Conversation Difficulties for Kids with Autism
It is hard for an autistic child to recognize facial expressions of others and consequently, he may not know when another participant in a discussion is bored, puzzled, or requires empathetic responses. Another difficulty for children with AS or autism is in recognizing sarcasm or understanding catch phrases (“raining cats and dogs”, “pulling my leg”, etc.), tending to interpret these literally instead.
Additionally, the student with autism could overwhelm the dialogue when the subject of discussion is important to him, whereas he will not offer any words or questions to keep a conversation going if it is not about something that he knows or is interested in. It may also be difficult for him to show compassion or any physical or verbal signs that he is listening or in sync with what is being said.
Finally, a child with autism may have difficulty holding back on comments that could hurt someone’s feelings, even if they are true.
Improving Autistic Conversation Skills
In The Complete Guide to Asperger’s Syndrome , author Tony Attwood suggests that improvements in the following areas should be the goal for any school program that attempts to improve conversation skills for students with Asperger Syndrome:
- Listening skills
- Giving and receiving compliments and criticism
- Tips on how/when to interrupt
- Conversational transitions to change of subject
- Usage of empathetic comments
- Conversation openers and closers
- Conversational turn taking
Classroom Activities to Improve Natural Conversation
Social skills picture stories. Reading picture stories or comic strip cartoons that contain social conversations between characters will be a good first step to understanding appropriate social interaction. These stories will help children with autism visualize and organize conversations in a logical and understandable way. 
Working in pairs to practice conversation. Each child is given a list of conversation starters (two or three), a topic of discussion, and is tasked with finding something in common while talking about the subject given.

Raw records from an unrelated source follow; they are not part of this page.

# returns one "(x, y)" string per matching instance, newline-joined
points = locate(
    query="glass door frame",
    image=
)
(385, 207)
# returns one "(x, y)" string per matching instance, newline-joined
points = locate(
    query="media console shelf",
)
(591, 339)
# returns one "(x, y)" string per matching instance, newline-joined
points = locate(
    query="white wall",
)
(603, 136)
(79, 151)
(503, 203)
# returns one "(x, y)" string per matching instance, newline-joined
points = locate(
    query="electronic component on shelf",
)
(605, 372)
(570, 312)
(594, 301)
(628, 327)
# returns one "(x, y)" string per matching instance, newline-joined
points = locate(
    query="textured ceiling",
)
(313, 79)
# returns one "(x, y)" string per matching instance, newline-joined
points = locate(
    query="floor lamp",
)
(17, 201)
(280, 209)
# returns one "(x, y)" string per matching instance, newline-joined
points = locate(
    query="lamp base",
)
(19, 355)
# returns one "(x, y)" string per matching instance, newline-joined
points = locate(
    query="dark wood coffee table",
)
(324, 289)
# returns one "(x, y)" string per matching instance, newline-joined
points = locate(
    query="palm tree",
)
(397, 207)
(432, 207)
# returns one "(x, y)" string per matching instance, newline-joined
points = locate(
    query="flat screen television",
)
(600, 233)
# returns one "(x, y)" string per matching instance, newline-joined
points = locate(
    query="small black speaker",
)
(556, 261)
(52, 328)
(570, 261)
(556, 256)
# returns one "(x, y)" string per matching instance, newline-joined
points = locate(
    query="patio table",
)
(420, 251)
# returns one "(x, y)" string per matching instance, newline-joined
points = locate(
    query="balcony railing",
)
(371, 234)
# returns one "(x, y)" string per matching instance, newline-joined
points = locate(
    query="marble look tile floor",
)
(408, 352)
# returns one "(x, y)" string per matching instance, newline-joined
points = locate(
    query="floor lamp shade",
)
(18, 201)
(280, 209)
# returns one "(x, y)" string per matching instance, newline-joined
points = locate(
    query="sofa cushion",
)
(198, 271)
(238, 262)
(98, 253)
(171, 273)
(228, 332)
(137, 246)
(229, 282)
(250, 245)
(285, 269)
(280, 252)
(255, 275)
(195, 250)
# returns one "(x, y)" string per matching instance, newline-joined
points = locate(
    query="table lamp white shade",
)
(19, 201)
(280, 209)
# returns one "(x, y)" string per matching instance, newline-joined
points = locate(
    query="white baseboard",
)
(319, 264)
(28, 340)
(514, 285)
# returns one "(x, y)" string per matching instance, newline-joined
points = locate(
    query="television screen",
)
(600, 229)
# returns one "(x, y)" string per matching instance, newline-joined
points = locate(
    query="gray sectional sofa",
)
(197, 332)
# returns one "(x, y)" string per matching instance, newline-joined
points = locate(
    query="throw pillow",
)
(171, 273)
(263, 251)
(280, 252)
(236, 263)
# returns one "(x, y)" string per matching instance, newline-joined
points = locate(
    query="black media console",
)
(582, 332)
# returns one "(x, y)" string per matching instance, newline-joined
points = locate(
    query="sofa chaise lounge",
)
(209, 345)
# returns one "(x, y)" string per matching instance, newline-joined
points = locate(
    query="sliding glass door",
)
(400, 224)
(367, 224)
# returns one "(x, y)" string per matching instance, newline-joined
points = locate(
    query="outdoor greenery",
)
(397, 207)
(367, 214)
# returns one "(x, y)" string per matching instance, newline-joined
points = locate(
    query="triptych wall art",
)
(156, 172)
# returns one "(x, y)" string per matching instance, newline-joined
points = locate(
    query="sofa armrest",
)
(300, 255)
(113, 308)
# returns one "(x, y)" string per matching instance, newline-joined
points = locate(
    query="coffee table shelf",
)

Creating a story with dialogue. Coming up with a story that includes two or more characters that need to talk will help a child with autism think about how to set up an appropriate interaction. A difficult social situation can be assigned as the story theme ahead of time, and the characters in the story can be required to solve their problem through conversation.
Classroom plays. With classroom plays, children will be given a script that can be practiced in advance. A play can be based on a real life scenario of children on the playground, bullying, or a subject in which the actors need to show compassion and concern. The teacher can coach the student with autism with the appropriate facial expressions and voice inflection during the rehearsals and this will give the child guidance and practice.
Activities that improve skills in the subtle art of conversation will greatly benefit children with autism and Asperger Syndrome, and could lead to the formation of friendships that otherwise may not have occurred. The coaching, practice, and guidance that teachers can offer in this setting will be the key to improving verbal abilities of children with high functioning autism and AS who are becoming increasingly integrated with their peers into the regular classroom.
Attwood, Tony, The Complete Guide to Asperger’s Syndrome. Philadelphia: Jessica Kingsley Publishers, 2007.
Baker, Jed, Ph.D., The Social Skills Picture Book: Teaching play, emotion, and communication to children with autism. TX: Future Horizons, Inc.